Wednesday, October 06, 2010

Down To Six

From early July until the beginning of this week, the PostgreSQL project has been maintaining eight active branches: 7.4, 8.0, 8.1, 8.2, 8.3, 8.4, 9.0, and the master branch (9.1devel).   As a result, a significant number of bug fixes and security updates had to be back-patched into all of those releases.  At least for me, the recent switch to git has made back-patching, at least for simple cases, a whole lot simpler.  But it's still a fair amount of work - some parts of the code have changed a good deal since 2003, when 7.4 was released.
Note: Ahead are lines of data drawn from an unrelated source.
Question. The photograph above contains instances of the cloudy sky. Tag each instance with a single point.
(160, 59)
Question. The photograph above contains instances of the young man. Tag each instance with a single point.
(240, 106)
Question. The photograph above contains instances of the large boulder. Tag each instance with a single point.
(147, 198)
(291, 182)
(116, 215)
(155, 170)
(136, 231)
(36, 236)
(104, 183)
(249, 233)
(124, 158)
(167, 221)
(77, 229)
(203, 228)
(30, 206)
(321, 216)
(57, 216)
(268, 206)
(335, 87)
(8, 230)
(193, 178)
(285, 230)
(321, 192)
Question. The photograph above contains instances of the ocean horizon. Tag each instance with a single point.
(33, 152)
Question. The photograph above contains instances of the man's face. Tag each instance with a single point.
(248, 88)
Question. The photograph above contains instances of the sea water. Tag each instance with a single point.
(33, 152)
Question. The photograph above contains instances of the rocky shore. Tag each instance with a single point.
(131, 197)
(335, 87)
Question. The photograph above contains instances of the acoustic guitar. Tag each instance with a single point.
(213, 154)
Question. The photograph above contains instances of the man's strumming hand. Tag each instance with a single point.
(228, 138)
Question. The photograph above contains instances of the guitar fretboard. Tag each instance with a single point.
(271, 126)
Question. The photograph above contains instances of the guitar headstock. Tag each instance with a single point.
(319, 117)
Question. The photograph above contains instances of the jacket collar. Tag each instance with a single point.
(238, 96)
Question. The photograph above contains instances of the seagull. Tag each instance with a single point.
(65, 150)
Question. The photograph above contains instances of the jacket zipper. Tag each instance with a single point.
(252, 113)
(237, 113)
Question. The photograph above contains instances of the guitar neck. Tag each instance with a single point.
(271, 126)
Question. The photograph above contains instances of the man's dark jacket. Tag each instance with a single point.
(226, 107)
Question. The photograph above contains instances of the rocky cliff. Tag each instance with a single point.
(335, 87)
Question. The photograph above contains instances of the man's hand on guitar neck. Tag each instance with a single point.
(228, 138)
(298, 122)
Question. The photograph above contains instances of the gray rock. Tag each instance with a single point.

With the recently announced retirement of 7.4 and 8.0, we're back down to six active branches.  When 8.1 is retired later this year (or perhaps early next year), we'll be down to just five.  I have mixed feelings about this.  On the one hand, maintaining fewer branches is definitely less work, and that leaves more time for developing the next generation of new and interesting features.  On the other hand, I'm sure there are people out there chugging happily along on 7.4 and 8.0.  Our release support policy says that we aim to "fully support a major release for five years", and while that seems like a long time, in some sense it isn't.  It takes some time for new releases to get picked up by operating system distributions, and in some cases it may only get added to new major versions of the OS.  So there might conceivably be a year or two between the time when we release and the time when adoption becomes widespread.  That's a significant fraction of the total life time of that release.

The good news is that even if the release you're running has now reached its end of life, there's really no reason to panic.  It's fair to say that 7.4 and 8.0 are fairly antiquated releases by now.  There are tons of improvements in the newer releases, and in particular performance should be much better in PostgreSQL 8.3 and later.  On the other hand, if the limitations and/or remaining bugs of the release you're now running haven't bothered you yet, they're probably not going to start bothering you just because we've stopped releasing updates.  You should, however, upgrade to 7.4.30 or 8.0.26, and keep an eye out for security issues in future updates of 8.1 and higher that might be relevant to your environment.  Eventually, you'll probably want to upgrade, but you don't have to do it tomorrow.